Tuesday 7th March 2017

We woke just before 9:00 a.m. to find it barely daylight and still covered in freezing fog and the morning ‘musak’ led by ‘O come all ye faithful’!

As we write in the massive lobby of the hotel whilst awaiting delivery of the next set of train tickets for Xi’an, the sun is burning off the fog. Five floors below the lobby is a shopping centre surrounded by small outlets rather like an English out of town retail park but made up of market stalls in the form of shops. This is agglomeration on a massive scale because each floor and each area of the shopping centre sells the same things. Floor 1 was kitchenware and tea basically. Floor 2 had security cameras, mobile phones, copiers, talking weighing scales, humidifiers and drones. Hundreds of outlets all selling the same things.

Urumqi is not an old city but is a fast growing Central Asian hub. It is the home to a great mix of people. As we saw from the train the skyline is always changing with high-rise construction and renewal of existing buildings. Urumqi’s main streets, according to a guidebook, are wide and tree-lined but our location like everything we saw from the taxi yesterday is dominated by high-rise buildings and urban expressways.

The Xinjiang Autonomous Region Museum is massive and features many artefacts from the Silk Road.

The highlight is, the locally famous, ‘Loulan Beauty’ one of the 3800 year old desert-mummified bodies of Indo-European ancestry that were put on display in the 1990s. There are silks and sculptures from the Astana region of Kazakhstan which date from the Tang dynasty along with specimens of grains, nuts, dried fruits, painted wooden figures and naan bread stamped with the same pattern as used today. This is exactly the same as the Green market in Almaty, an excellent example of historical continuity. There are also models of ancient houses and yurts, clothing and household utensils. Some of the yurts not only showed daily life but also the means of constructing the well-insulated houses.

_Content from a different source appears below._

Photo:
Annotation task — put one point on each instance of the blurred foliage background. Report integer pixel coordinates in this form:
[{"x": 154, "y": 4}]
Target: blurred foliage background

The Silk Road artefacts were brought to life through a model market town/caravanserai which showed artisans and traders at work in the desert after crossing the Tien Shan mountains. The artefacts and dioramas are repeated in a modern version along a wall in the hotel lobby which represents a giant cupola/fabric tent along the Silk Road. All of this shows that the life of the past continues in the life and culture of all regions that we have visited in Central Asia.